The Mevlevîs became well known to Europeans through their unorthodox use of music and dance—a feature they shared with the Bektāshī order—thus acquiring the name “whirling dervishes.” Although the lodges were closed after 1925, their ceremonial practices were allowed again after 1950, and a yearly Mevlevî celebration now takes place in Konya. The attendance of a much wider audience at these tourist-oriented performances may not lower the quality of Mevlevî ceremonies, but it certainly detracts from their original mystical substance.

See also MAWLAWīYAH.

Bibliography

  • Chittick, William C.The Sufi Doctrine of Rumi. Bloomington, Ind.: World Wisdom, 2005.
  • Erdinç, Yasemin Bozoğlu. “The Relationship Between the Mevlevi Order and the Ottoman State in the Late Eighteenth and Early Nineteenth Centuries.” M.A. thesis, Boğaziçi University, Institute of Social Sciences, Istanbul, 2002.
  • Fakhry, Majid.
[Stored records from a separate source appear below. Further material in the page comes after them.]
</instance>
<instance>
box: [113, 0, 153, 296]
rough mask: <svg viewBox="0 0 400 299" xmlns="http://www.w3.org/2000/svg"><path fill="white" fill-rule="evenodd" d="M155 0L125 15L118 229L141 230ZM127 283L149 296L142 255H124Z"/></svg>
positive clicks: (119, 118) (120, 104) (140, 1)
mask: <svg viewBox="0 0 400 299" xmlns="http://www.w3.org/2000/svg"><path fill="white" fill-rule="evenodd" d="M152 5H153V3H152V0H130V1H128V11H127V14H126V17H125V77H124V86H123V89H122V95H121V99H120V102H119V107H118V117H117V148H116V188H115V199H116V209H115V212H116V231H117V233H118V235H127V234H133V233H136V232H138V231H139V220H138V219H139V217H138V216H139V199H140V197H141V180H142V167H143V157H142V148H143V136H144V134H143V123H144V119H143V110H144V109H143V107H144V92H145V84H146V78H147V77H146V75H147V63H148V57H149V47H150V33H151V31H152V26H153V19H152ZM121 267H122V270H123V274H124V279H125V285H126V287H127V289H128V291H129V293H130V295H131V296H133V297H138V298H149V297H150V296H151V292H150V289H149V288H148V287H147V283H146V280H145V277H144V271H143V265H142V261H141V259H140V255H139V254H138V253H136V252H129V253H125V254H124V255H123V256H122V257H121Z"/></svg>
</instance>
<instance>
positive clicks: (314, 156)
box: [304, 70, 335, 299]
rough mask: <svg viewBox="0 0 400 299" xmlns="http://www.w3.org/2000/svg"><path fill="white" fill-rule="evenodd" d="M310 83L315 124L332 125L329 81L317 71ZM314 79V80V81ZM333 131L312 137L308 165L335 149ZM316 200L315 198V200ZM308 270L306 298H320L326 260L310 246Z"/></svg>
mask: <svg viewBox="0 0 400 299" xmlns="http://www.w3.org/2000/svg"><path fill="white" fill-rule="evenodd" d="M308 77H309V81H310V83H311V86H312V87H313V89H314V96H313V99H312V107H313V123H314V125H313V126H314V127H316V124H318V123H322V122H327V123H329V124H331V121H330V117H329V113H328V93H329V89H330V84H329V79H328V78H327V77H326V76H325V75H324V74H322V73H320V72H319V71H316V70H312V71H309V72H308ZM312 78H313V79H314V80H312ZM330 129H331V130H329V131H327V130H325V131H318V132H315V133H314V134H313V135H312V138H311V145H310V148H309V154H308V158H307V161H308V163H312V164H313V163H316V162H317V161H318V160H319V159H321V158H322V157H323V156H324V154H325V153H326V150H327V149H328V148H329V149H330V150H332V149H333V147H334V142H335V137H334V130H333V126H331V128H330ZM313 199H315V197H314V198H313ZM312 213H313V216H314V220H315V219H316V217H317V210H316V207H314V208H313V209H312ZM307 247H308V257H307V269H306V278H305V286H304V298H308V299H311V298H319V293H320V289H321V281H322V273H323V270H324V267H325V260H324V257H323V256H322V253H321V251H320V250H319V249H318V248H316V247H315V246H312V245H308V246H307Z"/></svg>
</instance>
A History of Islamic Philosophy. 3d ed.New York: Columbia University Press, 2004.
  • Friedlander, Shems. The Whirling Dervishes. 2d ed.Albany, N.Y.: State University of New York Press, 1991.
  • Gölpınarlı, Abdülbâki. Mevlânâʿdan Sonra Mevlevîlik (The Mevlevî Order after the Time of Rūmī). 2d ed.Istanbul: İnkılâp ve Aka, 1983.
  • İnalcık, Halil. The Ottoman Empire: The Classical Age 1300–1600. Translated from the Turkish by Norman Itzkowitz and Colin Imber. London: Weidenfeld & Nicolson; New York: Praeger Publishers, 1973.
  • Nikolaisen, Bente. “Embedded Motion: Sacred Travel Among Mevlevi Dervishes.” In Reframing Pilgrimage: Cultures in Motion, edited by Simon Coleman and John Eade, pp. 91–104. London and New York: Routledge, 2005.
  • Schimmel, Annemarie. The Triumphal Sun: A Study of the Works of Jalāloddin Rumi. Albany, N.Y.: State University of New York Press, 1993.